Monate nach dem Abbruch der Fusionsgespräche nähern sich Japans zweit- und drittgrößte Autohersteller wieder einander an.
Und genau das tun sie laut Berichten in Bezug auf Pläne, ihre Kräfte zu bündeln, um Autos und Motoren für den amerikanischen Markt zu entwickeln.
Der neue CEO von Nissan, der aus Mexiko stammende Ivan Espinosa, sagt, das Ziel sei nicht eine weitere Runde von Speed-Dating im Unternehmen, das zu einer „dauerhaften Ehe“ führen könnte, sondern etwas Flexibleres.
„Wir sprechen darüber, wie wir in den USA zusammenarbeiten können.“, sagte er und deutete damit an, dass gemeinsame Produktentwicklung und gemeinsame Motorenprojekte im Gespräch seien.
Espinosa bezeichnete die Gespräche als „sehr konstruktiv, sehr positiv“ und sagte gegenüber Nikkei Asia, dass sich Teams beider Automobilhersteller bis hin zum Top-Management regelmäßig treffen.

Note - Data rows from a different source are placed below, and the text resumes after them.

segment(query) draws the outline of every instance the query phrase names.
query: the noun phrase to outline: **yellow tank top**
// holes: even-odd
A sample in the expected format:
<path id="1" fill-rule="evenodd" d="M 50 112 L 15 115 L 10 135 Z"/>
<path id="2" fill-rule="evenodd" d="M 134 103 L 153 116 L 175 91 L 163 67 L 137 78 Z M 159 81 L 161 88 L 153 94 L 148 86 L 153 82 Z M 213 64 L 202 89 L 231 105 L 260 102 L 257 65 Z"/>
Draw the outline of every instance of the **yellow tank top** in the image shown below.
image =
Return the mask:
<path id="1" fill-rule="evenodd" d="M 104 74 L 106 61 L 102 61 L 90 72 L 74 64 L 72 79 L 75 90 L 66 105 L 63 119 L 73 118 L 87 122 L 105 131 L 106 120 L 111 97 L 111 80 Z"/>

Der CEO, der im April nach dem Ausscheiden von Makoto Uchida das Amt übernommen hatte, wies Spekulationen über eine wiederaufgenommene Fusion umgehend zurück.
Es gibt jedoch viele Gründe für eine Zusammenarbeit, unter anderem im Bereich der Softwareentwicklung.
Die USA bleiben ein hart umkämpftes Schlachtfeld, insbesondere nachdem Washington beschlossen hat, die Zölle auf japanische Autoimporte zu erhöhen.
Daher kann die Bündelung von Ressourcen auf globaler Ebene beiden Marken helfen, wettbewerbsfähig zu bleiben.